Ilustrasi – Kurs Rupiah terhadap Dollar Amerika.

Hampir sepekan terakhir ini masyarakat dibuat panik akan informasi yang menyatakan tentang anjloknya nilai mata uang Rupiah terhadap Dollar Amerika Serikat yang rata-rata menyentuh hingga Rp 15.000,-. Dikatakan rata-rata karena berdasarkan pantauan di beberapa kantor money changer, kurs beli dollar AS berkisar antara Rp 14.830 s.d Rp 14.995. Sedangakan untuk kurs jualnya berkisar antara Rp 15.000 s.d 15.030. Level kepanikan tertinggi adalah dengan kekhawatiran akan pemberitaan terjadinya pengulangan krisis ekonomi seperti di tahun 1998, dimana nilai rupiah terhadap dollar saat itu mencapai Rp 16.800,-.
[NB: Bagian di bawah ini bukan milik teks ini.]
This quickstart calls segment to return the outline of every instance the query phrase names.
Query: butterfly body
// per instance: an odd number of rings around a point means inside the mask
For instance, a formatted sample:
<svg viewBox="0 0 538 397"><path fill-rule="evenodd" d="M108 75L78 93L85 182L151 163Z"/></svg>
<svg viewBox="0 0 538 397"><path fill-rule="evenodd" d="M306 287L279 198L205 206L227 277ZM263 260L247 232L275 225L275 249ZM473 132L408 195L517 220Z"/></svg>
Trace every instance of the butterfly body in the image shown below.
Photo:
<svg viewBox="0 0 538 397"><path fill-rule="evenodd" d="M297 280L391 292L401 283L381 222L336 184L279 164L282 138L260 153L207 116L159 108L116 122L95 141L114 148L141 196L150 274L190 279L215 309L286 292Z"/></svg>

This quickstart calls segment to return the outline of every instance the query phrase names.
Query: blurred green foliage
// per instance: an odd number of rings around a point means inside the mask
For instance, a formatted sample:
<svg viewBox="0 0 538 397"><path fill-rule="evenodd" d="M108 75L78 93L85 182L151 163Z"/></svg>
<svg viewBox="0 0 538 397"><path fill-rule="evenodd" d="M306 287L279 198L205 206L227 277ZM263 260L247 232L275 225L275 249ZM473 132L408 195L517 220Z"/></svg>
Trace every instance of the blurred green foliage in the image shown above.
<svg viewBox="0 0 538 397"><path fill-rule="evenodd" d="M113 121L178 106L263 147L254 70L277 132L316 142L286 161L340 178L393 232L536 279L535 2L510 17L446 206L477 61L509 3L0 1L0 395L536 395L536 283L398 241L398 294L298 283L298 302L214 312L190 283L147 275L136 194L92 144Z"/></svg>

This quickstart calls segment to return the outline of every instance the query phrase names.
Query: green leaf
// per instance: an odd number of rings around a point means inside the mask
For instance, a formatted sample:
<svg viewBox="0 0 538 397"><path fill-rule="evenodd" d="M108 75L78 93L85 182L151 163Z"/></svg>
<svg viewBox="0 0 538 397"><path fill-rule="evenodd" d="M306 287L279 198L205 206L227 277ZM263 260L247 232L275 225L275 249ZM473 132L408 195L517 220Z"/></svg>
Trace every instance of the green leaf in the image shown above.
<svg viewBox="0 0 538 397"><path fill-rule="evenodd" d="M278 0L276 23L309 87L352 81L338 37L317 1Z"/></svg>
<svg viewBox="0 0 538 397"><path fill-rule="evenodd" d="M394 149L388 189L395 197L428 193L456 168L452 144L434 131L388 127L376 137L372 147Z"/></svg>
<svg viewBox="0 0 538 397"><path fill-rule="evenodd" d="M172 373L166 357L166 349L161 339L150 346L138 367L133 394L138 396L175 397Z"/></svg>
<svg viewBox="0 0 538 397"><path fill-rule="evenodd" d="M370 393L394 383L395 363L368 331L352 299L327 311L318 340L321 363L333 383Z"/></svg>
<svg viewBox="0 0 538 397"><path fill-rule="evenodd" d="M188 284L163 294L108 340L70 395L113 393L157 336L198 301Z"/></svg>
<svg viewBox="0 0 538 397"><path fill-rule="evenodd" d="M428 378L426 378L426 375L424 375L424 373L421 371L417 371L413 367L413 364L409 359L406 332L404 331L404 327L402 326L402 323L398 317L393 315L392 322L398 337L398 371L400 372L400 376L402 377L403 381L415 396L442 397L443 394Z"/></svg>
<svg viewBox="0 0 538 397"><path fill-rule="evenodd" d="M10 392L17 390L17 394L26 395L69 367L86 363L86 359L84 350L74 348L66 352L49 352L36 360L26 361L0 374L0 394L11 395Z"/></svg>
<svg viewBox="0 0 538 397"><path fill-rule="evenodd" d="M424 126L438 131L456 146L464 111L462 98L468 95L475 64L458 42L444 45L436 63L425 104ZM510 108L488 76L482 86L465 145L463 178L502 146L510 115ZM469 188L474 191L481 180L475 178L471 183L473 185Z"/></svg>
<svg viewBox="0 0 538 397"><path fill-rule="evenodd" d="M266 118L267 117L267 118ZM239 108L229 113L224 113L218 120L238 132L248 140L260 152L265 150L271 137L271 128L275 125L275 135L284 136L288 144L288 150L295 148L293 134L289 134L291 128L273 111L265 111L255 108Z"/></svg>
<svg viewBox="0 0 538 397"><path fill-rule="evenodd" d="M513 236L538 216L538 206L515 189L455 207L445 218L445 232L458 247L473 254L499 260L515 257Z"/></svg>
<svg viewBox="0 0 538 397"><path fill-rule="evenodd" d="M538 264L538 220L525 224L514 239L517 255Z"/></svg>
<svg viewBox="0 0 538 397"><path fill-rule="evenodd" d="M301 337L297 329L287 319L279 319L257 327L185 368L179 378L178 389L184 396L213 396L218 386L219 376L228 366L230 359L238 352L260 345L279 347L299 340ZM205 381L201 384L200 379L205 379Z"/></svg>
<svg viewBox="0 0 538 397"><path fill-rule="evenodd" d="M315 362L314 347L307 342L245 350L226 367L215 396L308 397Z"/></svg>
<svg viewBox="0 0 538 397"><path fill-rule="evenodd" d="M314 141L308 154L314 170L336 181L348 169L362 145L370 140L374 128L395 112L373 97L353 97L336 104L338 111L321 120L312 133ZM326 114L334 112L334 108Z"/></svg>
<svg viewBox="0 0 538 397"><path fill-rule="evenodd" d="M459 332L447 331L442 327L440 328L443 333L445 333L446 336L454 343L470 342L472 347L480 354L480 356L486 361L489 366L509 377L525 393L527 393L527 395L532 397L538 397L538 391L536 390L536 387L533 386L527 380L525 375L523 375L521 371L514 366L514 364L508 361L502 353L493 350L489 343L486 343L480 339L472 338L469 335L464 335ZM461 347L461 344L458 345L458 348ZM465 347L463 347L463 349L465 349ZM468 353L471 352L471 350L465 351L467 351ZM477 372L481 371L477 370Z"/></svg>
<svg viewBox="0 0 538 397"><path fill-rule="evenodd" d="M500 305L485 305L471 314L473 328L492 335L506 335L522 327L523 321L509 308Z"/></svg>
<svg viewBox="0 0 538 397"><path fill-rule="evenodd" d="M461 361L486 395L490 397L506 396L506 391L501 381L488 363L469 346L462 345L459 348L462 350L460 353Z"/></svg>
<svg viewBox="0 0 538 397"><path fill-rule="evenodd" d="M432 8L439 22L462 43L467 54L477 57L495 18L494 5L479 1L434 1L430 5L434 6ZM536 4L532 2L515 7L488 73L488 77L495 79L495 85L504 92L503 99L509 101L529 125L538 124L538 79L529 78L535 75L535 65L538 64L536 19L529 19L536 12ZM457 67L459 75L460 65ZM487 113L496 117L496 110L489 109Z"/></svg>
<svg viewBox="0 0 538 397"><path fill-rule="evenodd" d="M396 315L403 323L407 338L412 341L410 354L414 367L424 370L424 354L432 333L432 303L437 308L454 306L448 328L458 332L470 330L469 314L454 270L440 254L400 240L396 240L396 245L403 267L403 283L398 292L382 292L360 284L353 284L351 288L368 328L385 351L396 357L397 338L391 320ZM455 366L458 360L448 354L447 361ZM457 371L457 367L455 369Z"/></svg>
Lantas bagaimana masyarakat harus menyikapi hal ini, khususnya yang berada di wilayah Lombok-NTB? Apakah daya beli masyarakat akan ikut anjlok? Siapa yang bertanggung jawab atas melemahnya nilai tukar rupiah? Bagaimana kita bisa berperan untuk menguatkan kembali dan menstabilkan nilai rupiah?

Sebenarnya Indonesia hanya sedikit terkena dampak dari krisis ekonomi saat ini. Seperti yang kita ketahui bahwa pelemahan rupiah adalah rentetan dari krisis yang di alami oleh negara Argentina, Turki dan Venezuela. Diakui atau tidak, jelas dampak kenaikan dollar menjadi isu aji mumpung yang sangat mantap digulirkan kepada pemerintah. Para orang tua dan kaum milenial yang kurang memahami persoalan perekenomian mikro dan makro menjadi sasaran empuk untuk mengkonsumsi berita yang telah didesain secara mengerikan seperti ini. Efeknya jelas, kepanikan masyarakat dan mosi tidak percaya kepada kebijakan pemerintah.

Lalu sejauh mana peran ekonom dan para akademisi dalam hal mengedukasi masyarakat? Tentu dalam hal ini diperlukan netralitas dan pandangan objektif untuk mensosialisasikan dampak fluktuasi nilai rupiah terhadap dollar. Kebanyakan dari masyarakat tidak mengetahui dari mana asal-muasalnya nilai rupiah bisa terus melemah? Apa yang menjadi penyebabnya utamanya? Menjadi suatu kebiasaan bahwa cara yang paling mudah untuk menanggapinya adalah dengan menyalahkan kebijakan pemerintah dan memberikan kritik tanpa solusi. Sejauh itukah kesalahan pemerintah? Mari kita sedikit membahasnya dengan cara yang sederhana.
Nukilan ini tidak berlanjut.